Clarity as a Nervous System Requirement
When I seek clarity in communication its not because I am looking for reassurance or control (although I get accused of both of those things), its more about a kind of signal fidelity so that I don’t have to employ any mental processing attempting to extract the actual meaning.
What works for me are clear words, consistent behaviour, predictable emotional temperature. Think of it not so much as a preference but as an accessibility requirement. Like a high-contrast colour scheme on a website.
Why Secure People Feel Physically Soothing
So this is why secure people feel so soothing to me – time with them doesn’t require any additional thought, their communication is clear and uncluttered with contrary signals because they have the confidence in their own emotions and how to express them.
Their presence reduces any need for me to mask, predict or extrapolate, or perform any additional internal translation.
This is where my body knows before my intellect does.

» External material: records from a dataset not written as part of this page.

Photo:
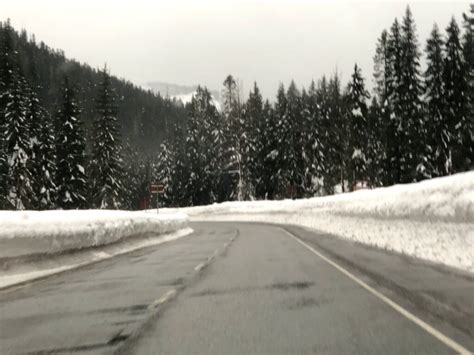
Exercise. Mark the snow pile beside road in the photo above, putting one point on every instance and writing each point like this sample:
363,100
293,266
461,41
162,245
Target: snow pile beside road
432,220
31,233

Attachment Theory, Autistic Edition
Reading about Attachment Theory, it seems that many models assume:
- flexible signal interpretation
- tolerance for uncertainty
- emotional intuition filling gaps
However, my brain is spending time filling in gaps. This is less of a problem when I am around those with Secure Attachment styles, since they tend to require much less interpretation because there is less discrepancy between what they say and how they act.
Those with Insecure Attachment styles often leave me confused or second guessing what is actually meant – and that is exhausting and has the potential to create a lot of friction in the relationship.
Choosing Fit, Not Growth-Through-Pain
I spend a lot of time looking at myself to see what I should change about myself. Sometimes it is accepting that a situation is what it is, at other times it making different choices.
This is making different choices: I’m not “working on myself” to tolerate misattunement with others, I am choosing environments that don’t injure me in the first place.